Thass, you sound like some of the engineers we work with here.
Perhaps you should pay some attention to what they're telling you?
Mostly, the ones who fail to recognize that I've been a technician for over thirty years, and I've seen ample cases of problems arising from skipping over regular maintenance.
I do not doubt you, but you are moving from the specific (in this case exhaustion of a chemical reaction) to the general (all regular scheduled mainteneance) back to a specific (regulators) that you have a small fraction of my experience with.
Keep in mind that, in my job, I'm paid the same whether I work on the equipment or not. It's no skin off my nose if the engineer lets me do the preventative maintenance on his equipment or not; I'm paid by the hour and not by the job. I'm just as happy to be left alone in my lab, as to be elbows deep in equipment that's older than my grown children.
It sounds to me like you have a workplace issue that has no relation to our discussion here.
While there may not be charted empirical data on the deterioration rate of o-rings, for example, a good tech will soon see a pattern emerging on the equipment he works on. In an area like Tucson, such rubber parts tend to break down faster than they would in cooler, more humid areas. Our hot, dry air is not conducive to rubber and plastic parts holding up well. "Dry rot" is common around here, and a good reason for having such parts inspected and replaced on a regular basis.
I'm not saying that parts should not be replaced. I'm not saying that regulators should not be inspected. I'm saying that yearly rebuilding is wasteful and there is no empirical evidence to support it. In point of fact, most of us who have looked inside of hundreds of regulators per year or been responsible for those regulator's maintenance do not support the idea of a yearly rebuild, rather we favor a time and use based inspection schedule combined with performance monitoring by the end user.

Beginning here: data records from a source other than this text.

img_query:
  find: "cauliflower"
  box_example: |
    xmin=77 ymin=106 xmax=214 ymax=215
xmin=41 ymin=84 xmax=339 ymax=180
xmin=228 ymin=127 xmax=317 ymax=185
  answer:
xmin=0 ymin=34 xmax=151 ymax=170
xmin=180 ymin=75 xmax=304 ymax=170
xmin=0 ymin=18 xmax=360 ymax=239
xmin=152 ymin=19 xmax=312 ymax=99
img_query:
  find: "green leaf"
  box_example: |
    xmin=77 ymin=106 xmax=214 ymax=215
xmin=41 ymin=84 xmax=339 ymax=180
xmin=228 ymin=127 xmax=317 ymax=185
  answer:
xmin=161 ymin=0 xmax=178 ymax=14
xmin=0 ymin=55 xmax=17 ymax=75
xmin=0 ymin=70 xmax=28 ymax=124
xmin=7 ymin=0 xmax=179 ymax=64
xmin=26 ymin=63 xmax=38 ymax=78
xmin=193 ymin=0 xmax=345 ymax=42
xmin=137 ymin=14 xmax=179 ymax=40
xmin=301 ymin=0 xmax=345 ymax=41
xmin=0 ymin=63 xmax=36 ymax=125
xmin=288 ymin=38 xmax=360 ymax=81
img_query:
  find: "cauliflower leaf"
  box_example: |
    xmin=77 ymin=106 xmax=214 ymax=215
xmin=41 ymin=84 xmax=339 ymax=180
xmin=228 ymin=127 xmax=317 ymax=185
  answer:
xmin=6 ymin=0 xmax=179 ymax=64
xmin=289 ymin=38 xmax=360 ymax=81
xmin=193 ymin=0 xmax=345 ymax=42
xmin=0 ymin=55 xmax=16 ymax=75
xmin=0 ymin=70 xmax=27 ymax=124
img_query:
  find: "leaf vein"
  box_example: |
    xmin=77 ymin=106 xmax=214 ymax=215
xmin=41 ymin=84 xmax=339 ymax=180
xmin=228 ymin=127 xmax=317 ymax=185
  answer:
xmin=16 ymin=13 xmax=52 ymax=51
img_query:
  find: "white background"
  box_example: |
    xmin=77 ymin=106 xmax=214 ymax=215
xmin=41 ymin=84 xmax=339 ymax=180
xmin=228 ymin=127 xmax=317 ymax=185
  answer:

A failure doesn't have to be catastrophic to cause problems. A cheap part that would be easy to replace - if you had it - can bring a variety of activities to a halt, or at least, take much of the fun out of them.
If you have a trip coming up it is only reasonable to have an inspection done and any needed servicing far enough in advance to permit a few dives prior to departure since there's a much higher likelihood of failure post servicing.
You can call it fear mongering if you want, but just like regular maintenance of an automobile helps prevent premature wear of the engine, or failure of the brakes, or a loss of power because of clogged filters, or whatever, regular maintenance of scuba gear can keep things working properly.
Reulators are not engines or brakes or fuel systems; it is illogical to extrapolate from a car to a regulator.
Perhaps you should read you own signature line. I've been in repair and maintenance since I was 18 years old, performing such tasks for the Air Force, for a major defense contractor, for a cable television company, and on my own possessions. I've had 31 years of uncomfortable thinking on this subject, so I'm rather comfortable in my opinion on it.
You have been operating in a "need it or not" servicing environment on systems that both extensive failure mode analysis, part tracking, and mean time to failure testing and data gathering are done.
If we must perform the obligatory logical fallacy known as an "appeal to authority," then consider that I've had more than thirty years of being responsible for hundreds of sets of exactly the type of equipment that we are discussing here, not systems that have little or no resemblance to diving equipment. In my early days I was a firm believer in yearly rebuilds, but experience has taught me that, at least with respect to regulators, that approach is both wasteful and creates more problems than it solves. So either I'm way off base, or the community is being sold a bill of goods by someone, with folks like you an honest regulator techs being mislead down the primrose path.